Ma l’assennata ricerca sui materiali, sulle usanze e sull’etica riportata in ogni tassello non finisce qui. Quasi in autonoma manovalanza, supportato fianco a fianco dal padre, Chiotti sta rispolverando tratti culturali indigeni e soluzioni innovative per dar vita alla sua insegna. “Senza il contributo di mio padre penso che non sarei mai riuscito a metter in moto tutto questo. Continua a essere una figura indispensabile sia nella parte teorica che pratica del progetto – approfondisce – Il legno, ad esempio, è un aspetto materico che mi sta molto a cuore. Grazie a lui abbiamo abbattuto una trentina di castagni selvatici dalla nostra proprietà. Esemplari spesso malandati, quindi senza alterare la flora locale. Li abbiamo fatti rifilare in una delle rarissime segherie disposte a certificare e lavorare la legna che noi stessi gli fornivamo. Un aspetto cruciale non solo per valorizzare un legno principe delle nostre valli, ma anche per distaccarci dall’importazione smisurata di legna proveniente da Austria, Slovenia o Russia, ai quali si rivolgono la maggior parte delle segherie per ottenere facilmente il certificato antisismico. Triplice soddisfazione, perché ora il nostro tetto sarà interamente realizzato con castagno autoctono rifilato a mano.
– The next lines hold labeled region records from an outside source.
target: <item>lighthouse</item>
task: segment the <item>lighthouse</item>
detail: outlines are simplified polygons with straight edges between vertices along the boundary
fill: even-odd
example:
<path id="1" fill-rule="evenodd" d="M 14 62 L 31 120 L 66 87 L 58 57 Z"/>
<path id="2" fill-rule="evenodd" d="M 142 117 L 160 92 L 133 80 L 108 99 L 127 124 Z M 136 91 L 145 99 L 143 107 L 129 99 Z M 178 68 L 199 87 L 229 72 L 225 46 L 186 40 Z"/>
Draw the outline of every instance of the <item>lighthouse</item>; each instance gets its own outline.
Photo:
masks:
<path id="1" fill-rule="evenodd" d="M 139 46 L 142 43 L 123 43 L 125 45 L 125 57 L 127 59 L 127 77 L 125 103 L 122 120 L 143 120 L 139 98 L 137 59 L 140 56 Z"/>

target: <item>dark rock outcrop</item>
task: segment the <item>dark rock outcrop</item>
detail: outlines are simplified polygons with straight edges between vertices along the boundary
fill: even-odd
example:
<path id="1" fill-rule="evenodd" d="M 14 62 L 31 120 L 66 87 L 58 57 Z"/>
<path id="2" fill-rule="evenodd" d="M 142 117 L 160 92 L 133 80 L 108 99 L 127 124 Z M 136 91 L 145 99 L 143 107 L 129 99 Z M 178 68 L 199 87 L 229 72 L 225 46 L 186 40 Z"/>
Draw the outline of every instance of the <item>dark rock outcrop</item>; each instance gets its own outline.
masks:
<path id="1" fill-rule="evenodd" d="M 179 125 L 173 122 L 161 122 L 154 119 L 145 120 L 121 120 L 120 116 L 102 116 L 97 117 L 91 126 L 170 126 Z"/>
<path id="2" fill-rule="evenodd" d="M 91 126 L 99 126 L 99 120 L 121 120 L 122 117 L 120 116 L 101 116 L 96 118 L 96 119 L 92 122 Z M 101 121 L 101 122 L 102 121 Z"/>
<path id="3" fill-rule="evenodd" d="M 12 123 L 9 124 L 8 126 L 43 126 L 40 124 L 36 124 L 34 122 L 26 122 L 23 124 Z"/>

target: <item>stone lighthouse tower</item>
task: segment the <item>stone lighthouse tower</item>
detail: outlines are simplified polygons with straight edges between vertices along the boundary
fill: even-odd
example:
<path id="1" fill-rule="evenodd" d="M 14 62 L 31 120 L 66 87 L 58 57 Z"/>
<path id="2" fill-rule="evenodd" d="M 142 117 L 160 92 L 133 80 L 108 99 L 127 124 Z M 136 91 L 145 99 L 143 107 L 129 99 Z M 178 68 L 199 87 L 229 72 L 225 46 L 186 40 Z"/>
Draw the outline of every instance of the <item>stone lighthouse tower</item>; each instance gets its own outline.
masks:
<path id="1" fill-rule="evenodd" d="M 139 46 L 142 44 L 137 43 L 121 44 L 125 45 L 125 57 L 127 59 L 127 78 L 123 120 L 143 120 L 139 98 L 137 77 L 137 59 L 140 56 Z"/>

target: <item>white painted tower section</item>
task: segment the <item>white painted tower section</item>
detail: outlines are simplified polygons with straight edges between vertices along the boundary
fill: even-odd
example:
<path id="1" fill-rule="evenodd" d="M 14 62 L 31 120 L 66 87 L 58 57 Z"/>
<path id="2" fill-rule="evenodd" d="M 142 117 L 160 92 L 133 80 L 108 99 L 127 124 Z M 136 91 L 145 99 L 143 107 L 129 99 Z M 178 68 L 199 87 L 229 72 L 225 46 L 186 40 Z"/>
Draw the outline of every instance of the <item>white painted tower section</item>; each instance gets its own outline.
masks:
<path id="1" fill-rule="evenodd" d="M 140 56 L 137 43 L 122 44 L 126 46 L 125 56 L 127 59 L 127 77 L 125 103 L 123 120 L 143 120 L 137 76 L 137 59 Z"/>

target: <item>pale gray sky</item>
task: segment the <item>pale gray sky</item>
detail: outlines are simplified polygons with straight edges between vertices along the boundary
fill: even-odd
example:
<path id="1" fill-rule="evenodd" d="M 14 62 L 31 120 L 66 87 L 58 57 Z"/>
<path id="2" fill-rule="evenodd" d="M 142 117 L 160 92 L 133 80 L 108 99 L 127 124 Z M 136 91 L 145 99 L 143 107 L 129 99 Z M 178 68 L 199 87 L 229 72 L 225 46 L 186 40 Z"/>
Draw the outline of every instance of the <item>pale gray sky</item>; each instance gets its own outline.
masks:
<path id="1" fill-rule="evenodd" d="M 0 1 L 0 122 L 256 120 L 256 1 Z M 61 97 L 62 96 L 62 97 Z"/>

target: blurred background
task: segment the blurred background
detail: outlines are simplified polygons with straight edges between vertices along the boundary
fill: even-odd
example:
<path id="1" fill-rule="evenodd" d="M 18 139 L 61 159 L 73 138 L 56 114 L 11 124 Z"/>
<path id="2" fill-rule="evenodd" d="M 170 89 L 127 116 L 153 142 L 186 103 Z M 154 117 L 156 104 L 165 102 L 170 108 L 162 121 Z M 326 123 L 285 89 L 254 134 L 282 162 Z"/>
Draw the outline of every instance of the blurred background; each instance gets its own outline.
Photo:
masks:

E per non farci mancar nulla, grazie alle dritte del nostro architetto che opera nel campo delle case a impatto zero, stiamo anche definendo il lato dei consumi energetici. A partire dagli isolanti, come la calce naturale che per Reis sarà a base di una miscela al canapulo. Ovvero fibra di canapa. Ho scovato infatti degli artigiani vicino Carmagnola che modellano la calce addizionando la canapa, come d’altronde si è sempre fatto in passato. Un prodotto che può fungere da intonaco e da isolante totalmente naturale”.
Prototipo che proprio in questi giorni Juri e i suoi stanno sperimentando per preservare l’altro materiale cardine del ristorante: la pietra. “Ambizione ultima è di riuscire a tener vivo e a mantenere quanto possibile delle pietre originali, per un risultato finale che le vedrà protagoniste in ampie pareti con pietra a vista – conclude – E dato che ormai passo più tempo qui che in cucina, sto utilizzando il sac à poche per riempire le fughe con mio padre che dosa la malta in una tenera catena di montaggio familiare”.
Cercando di esser positivi – e i presupposti non vogliamo farceli mancare – il locale dovrebbe essere completato a luglio, ma noi vi terremo aggiornati in direttissima sulle vicissitudini di quest’opera portentosa. Terminando la call di Juri con un ricordo ironico degnamente benaugurale. “Lì, dove ero ritto in piedi e Davide Dutto mi gridava di ‘pensare alla figa’ sorgerà la sala principale con una cucina a vista rivolta ai clienti. Sembra tutto così lontano ancora, ma già non vedo l’ora di mettermi all’opera, sorridente come in quei giorni d’estate”.